# Kohler CV13T hard to pull



## Bob O (Jul 8, 2006)

I am looking at a 13 HP Kohler and I think the ACR might be causing a hard pulling condition on this engine because when I pull the plug it pulls a lot easier. 
The exhaust vale does move a bit right after the intake valve and the valves are of the non-adjustable type.

So, does anyone know how to troubleshoot the ACR on these engines?

Thanks,
Bob


----------



## 30yearTech (Sep 14, 2006)

Kohler command engines have hydraulic lifters, if they set for a long time the lifters will bleed down and render the compression release inoperative. Usually running the engine for a short time will take care of the problem. The problem may reoccur if this engine is not run frequently.

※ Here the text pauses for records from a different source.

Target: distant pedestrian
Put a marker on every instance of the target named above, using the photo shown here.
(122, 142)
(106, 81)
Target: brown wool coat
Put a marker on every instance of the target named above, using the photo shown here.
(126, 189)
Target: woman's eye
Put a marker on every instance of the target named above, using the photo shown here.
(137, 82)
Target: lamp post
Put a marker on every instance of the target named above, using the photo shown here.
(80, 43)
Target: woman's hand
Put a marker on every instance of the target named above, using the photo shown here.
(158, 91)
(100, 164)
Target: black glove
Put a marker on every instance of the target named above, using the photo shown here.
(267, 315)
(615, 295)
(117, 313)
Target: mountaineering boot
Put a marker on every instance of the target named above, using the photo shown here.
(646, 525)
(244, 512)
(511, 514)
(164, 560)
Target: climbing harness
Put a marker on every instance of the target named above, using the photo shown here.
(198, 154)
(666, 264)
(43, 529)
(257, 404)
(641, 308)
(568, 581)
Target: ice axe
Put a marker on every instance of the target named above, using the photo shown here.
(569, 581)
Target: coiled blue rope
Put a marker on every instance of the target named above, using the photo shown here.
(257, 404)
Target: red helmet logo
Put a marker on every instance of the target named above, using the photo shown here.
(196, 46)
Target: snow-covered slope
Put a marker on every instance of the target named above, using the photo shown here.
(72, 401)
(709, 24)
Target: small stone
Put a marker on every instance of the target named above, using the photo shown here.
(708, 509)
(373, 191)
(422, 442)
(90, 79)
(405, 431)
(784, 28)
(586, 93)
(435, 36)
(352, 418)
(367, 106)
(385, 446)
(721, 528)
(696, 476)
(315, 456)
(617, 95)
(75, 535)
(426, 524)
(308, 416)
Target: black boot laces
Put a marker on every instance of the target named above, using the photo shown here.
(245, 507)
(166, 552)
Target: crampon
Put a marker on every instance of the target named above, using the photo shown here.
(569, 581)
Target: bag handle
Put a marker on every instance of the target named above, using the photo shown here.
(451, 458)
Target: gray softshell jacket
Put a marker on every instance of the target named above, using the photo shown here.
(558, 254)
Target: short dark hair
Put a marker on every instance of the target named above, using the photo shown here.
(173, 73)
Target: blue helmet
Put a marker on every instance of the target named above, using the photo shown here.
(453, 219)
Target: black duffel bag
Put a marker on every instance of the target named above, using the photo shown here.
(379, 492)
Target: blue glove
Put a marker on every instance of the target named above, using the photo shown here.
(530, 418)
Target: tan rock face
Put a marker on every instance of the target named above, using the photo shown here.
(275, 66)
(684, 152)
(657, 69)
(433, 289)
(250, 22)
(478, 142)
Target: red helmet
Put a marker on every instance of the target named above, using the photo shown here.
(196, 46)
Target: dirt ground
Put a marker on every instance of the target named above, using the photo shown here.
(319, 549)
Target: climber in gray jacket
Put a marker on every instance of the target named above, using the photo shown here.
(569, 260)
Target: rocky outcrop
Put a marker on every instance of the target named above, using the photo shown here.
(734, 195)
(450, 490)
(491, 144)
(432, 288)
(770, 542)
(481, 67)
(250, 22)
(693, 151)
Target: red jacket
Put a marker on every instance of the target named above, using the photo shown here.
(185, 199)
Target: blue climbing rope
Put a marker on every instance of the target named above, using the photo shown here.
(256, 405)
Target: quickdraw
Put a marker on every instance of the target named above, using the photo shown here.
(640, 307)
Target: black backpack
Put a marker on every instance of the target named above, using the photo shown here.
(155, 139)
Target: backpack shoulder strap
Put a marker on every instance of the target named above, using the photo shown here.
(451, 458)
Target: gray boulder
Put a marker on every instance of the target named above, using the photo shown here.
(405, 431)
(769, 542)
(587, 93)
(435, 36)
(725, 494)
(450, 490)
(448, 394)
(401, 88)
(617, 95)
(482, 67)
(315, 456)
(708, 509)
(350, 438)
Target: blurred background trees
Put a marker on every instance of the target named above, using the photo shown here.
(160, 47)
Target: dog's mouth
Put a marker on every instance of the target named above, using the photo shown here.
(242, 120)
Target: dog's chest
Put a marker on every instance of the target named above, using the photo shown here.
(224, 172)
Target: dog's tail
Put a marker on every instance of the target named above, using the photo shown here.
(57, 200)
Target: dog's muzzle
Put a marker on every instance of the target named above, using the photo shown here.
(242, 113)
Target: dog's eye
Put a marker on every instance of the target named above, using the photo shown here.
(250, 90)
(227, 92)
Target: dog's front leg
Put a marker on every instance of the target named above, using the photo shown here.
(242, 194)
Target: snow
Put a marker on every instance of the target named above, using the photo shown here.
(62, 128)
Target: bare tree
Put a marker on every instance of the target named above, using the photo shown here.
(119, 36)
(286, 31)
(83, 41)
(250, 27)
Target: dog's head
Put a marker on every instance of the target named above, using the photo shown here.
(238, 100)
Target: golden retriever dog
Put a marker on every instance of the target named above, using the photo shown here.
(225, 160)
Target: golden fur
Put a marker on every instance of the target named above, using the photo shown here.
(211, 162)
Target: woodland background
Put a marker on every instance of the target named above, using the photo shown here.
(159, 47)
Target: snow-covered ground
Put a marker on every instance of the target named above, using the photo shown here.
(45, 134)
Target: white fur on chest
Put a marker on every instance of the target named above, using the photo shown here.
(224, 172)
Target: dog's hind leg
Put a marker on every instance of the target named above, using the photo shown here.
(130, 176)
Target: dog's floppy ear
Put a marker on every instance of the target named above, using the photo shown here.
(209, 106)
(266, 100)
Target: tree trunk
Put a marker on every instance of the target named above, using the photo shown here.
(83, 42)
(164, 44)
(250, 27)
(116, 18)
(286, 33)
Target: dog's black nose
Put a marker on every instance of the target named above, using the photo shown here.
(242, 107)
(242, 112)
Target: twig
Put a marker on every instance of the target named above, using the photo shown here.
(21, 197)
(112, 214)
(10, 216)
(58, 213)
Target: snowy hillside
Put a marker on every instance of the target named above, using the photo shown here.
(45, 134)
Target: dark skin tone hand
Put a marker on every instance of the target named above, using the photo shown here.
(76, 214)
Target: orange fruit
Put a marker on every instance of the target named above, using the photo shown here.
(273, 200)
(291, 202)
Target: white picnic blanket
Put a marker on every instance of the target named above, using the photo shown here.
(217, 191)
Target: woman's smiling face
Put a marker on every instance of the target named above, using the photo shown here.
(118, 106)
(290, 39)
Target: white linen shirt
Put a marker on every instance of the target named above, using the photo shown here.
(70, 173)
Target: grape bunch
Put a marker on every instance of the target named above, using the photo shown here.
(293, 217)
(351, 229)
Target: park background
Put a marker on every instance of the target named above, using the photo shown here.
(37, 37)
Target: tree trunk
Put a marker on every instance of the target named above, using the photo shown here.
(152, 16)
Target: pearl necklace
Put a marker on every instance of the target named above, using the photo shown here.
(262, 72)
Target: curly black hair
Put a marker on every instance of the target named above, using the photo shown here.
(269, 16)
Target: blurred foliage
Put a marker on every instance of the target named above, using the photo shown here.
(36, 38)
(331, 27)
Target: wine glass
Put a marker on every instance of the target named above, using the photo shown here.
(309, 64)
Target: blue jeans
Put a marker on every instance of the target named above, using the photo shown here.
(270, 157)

Slowly pull the starter rope until the engine is on the compression stroke, then let the rope recoil back into the starter before pulling it to start. Be careful these engines have quite a bit of compression and can yank the rope out of your hand, and that can hurt your hand and fingers quite a bit.


----------



## Bob O (Jul 8, 2006)

Thanks 30yearTech.

I did a comp test as Kohler recommended and it was with in the spec of about 65-85 with the ACR functioning correctly but for some reason it seemed to pull easer this time around.
I will have to check into your lifter suggestion because it did seem to pull easer and oil was coming out of the push rods. Thanks for that tip.

Thanks,
Bob O.


----------